Une auteure de Candiac raconte son expérience d’émigrante

le vendredi 10 février 2017

C’est le récit d’un déracinement qu’aborde l’auteure candiacoise Alina Dumitrescu avec son premier livre, Le cimetière des abeilles, aux éditions Triptyque.

À travers de courts textes empreints de poésie, l’auteure traite de la thématique de l’émigration dans ce qu’elle qualifie d’autofiction. Celle de quitter sa Roumanie d’origine menée de main de fer, de 1974 à 1989, par l’ex-dictateur Nicolae Ceausescu.

«C’est un récit avec un style très spécial. Je jette un regard philosophique qui part de mes expériences, des choses que j’ai lues et vues; je les ai amenées plus loin et extrapolées. On parle trop peu de tout ce qui nous a obligés à nous déraciner. Et aussi de l’enracinement, c’est-à-dire des compréhensions et incompréhensions de la société qui nous accueille», mentionne-t-elle.

C’est dans la cadre de la politique de réunification des familles qu’Alina Dumitrescu a rejoint au Québec en 1989 le père de son premier enfant âgé de 2 ans. Elle avait 28 ans. Elle ne savait pas à quoi s’attendre, puisque toute information provenant de l’extérieur de son pays d’origine était censurée.

«En Roumanie, on ne pouvait même pas se réunir à cinq ou six personnes, c’était interdit. Tout était surveillé par la police secrète. Le téléphone était sur écoute. Les frontières étaient fermées. Nous étions enclavés. Et on croyait que cette situation serait éternelle», raconte l’écrivaine.

En plus de composer avec la paranoïa de l’ex-République socialiste, sa famille de confession protestante devait affronter l’Église orthodoxe religion majoritaire du pays.

«On était doublement persécutés: autant par les communistes en place que par les orthodoxes qui étaient aussi communistes», fait-elle remarquer. 

Se libérer par les mots

C’est en raison de l’obscurantisme du régime Ceausescu qu’Alina Dumitrescu doit sa passion des mots.

«En Roumanie, tout nous était interdit. Les choses qui restaient étaient classiques: la musique et les livres.  Elles étaient à notre disposition autant pour nous distraire que nous former. On se passait des livres entre nous et on y cherchait des sens cachés. Le titre initial de mon récit était Sous-titrage, car entre nous, là-bas, on avait développé une espèce de langage puisque la police secrète nous surveillait», confie-t-elle.

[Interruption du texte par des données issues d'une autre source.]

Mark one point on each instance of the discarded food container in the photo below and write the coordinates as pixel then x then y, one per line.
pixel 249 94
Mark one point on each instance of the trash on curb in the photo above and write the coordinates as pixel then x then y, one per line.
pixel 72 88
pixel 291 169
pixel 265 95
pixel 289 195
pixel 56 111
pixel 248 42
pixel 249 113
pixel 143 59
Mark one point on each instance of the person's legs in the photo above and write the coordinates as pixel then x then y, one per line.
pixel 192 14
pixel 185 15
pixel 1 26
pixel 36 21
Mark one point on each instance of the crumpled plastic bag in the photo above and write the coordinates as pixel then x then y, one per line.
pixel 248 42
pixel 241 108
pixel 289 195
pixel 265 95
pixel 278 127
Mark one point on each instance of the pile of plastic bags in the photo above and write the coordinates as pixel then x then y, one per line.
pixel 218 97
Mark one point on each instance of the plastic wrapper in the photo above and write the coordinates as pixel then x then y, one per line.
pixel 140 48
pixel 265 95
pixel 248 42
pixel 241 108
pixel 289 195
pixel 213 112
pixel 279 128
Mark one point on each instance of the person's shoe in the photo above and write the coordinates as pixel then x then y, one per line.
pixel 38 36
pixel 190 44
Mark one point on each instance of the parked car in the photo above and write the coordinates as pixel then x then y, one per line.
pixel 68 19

«Il fallait se trouver une liberté intérieure, car il n’y avait pas de liberté extérieure, poursuit-elle. En même temps, j’avais la jeunesse, et la nature est opportuniste. On trouvait, malgré tout, notre plaisir, notre bonheur de vivre. On participait à des concours même s’ils étaient organisés par le Parti. C’était notre vie, notre référence. Nous n’étions pas misérables tout le temps», ajoute-t-elle en riant.

 

Murs

Au cours de la trentaine d’années qui s’est écoulée depuis son départ de la Roumanie, Alina Dumitrescu a-t-elle su profiter d’une liberté de paroles et de mouvements?

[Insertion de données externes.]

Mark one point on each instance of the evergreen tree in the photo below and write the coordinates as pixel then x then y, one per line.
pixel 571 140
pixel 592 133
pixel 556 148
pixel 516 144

«Pour moi, c’était trop tard. C’est comme une personne ou un animal qui reste trop longtemps dans une cage. On a des réflexes conditionnés. Je n’ose pas aller jusqu’au bout de la liberté qui est extérieure. J’ai des murs à l’intérieur de moi. Je dois prendre ces bouts de briques et me refaire une habitation à moi», raconte-t-elle.

Alors qu’elle planche sur un deuxième ouvrage, Le cimetière des abeilles a été soumis par son éditeur au Prix Goncourt du premier roman et au Prix des cinq continents de l’Organisation internationale de la Francophonie. Les lauréats seront connus respectivement en mai et à l’automne.